Saying Goodbye to an Old Friend


It’s hard saying goodbye to a 30-year-old friendship. Emotions run the gamut—sadness (moist eyes, a lone tear escaping onto the cheek), regret and disappointment (the I shoulda’s), anxiety (what will I do without the comfort they give?), anger (face heating up, hands trembling), and a heart-sinking melancholy.

Emotions are what drive people to act and think the way they do. You know this from your own life, and the emotional stability (or instability) should be apparent in your characters as well.

Yesterday we sold our 1971 VW pop-top camper, and lost a dear friend.

The first two paragraphs “seemed” to indicate the lost friendship dealt with a person, but instead, the emotions rattling through my wife and I related to a vehicle we owned and enjoyed while raising our children; as my wife pointed out, “We’ve owned the bus over half my life.”

Mystery and surprise within fiction keeps the reader turning the pages, all-important ingredients we must not forget—make the reader wonder, then shock them.
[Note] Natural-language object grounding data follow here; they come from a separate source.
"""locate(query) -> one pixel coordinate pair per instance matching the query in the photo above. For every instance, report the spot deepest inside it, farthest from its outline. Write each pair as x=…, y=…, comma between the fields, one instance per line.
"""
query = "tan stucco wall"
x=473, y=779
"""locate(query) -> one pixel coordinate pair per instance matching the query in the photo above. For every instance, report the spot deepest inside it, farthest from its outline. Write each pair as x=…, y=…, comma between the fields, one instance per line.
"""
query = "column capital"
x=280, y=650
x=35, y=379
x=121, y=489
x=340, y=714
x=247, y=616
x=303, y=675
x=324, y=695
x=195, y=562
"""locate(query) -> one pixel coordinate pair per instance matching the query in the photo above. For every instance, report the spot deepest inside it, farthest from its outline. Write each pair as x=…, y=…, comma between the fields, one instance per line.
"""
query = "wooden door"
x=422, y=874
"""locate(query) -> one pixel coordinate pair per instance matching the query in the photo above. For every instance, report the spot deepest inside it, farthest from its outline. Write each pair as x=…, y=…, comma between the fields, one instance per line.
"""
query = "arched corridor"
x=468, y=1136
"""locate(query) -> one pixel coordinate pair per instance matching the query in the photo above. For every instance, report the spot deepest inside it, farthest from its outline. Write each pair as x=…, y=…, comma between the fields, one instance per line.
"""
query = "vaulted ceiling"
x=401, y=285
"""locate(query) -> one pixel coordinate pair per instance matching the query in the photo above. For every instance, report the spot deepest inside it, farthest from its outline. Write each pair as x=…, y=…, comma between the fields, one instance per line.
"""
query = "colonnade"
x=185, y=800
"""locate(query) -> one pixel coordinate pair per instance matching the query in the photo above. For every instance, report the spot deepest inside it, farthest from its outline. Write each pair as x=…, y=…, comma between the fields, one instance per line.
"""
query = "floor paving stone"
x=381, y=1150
Emotions are real regardless of their source, and the same is true of your characters: an heirloom conjures happy memories of a grandparent, or a Purple Heart reminds an ex-soldier of friends who died on the battlefield.

Emotions are strong motivators, and every character needs a believable reason why they do the things they do.

The mystery of why and how a character acts—along with appropriate plot twists—fuels a reader’s interest as you dole out bits and pieces during the pages and chapters of your story. Why did they do that? What will happen next? How will they solve the problem? These questions and others should be imparted in small doses to the reader throughout the story.

Think of a TV drama; the lead character is faced with a dangerous situation, an event that jeopardizes their life or the life of a loved one—fade to commercial. This is known as a cliff-hanger, and within literature, is best used occasionally, and normally at the end of a chapter.

The reader sucks a breath, glances at the clock, realizing they need to get to bed, and turns the page to see what happens next. You have accomplished your job as a writer—kept the reader wondering, fearing, and hoping as you disrupt their sleep.

Keep your story mysterious and thrill the reader with surprises of unexpected outcomes to life threatening events.

I have been fortunate to have eight beta readers for my novel, The Returning; each has been valuable at showing what does and does not work in the story. Four of my readers were given only the first two chapters where my initial cliff-hanger took place following a monumental surprise for my protagonist.

Something crashed against the back of his head–blackness.

The response was unanimous: each of the four readers berated me (gently and with good humor) with comments like, “How dare you leave me hanging like that!”

Perfect—just what I wanted.

Keeping the reader on edge, wondering what will happen next, and then fulfilling their anticipation with an undreamed of resolution entices readers to the next page. Isn’t that the point?

Now go write your story, adding foreshadowing hints along the way, and then knock the readers from their comfort zone.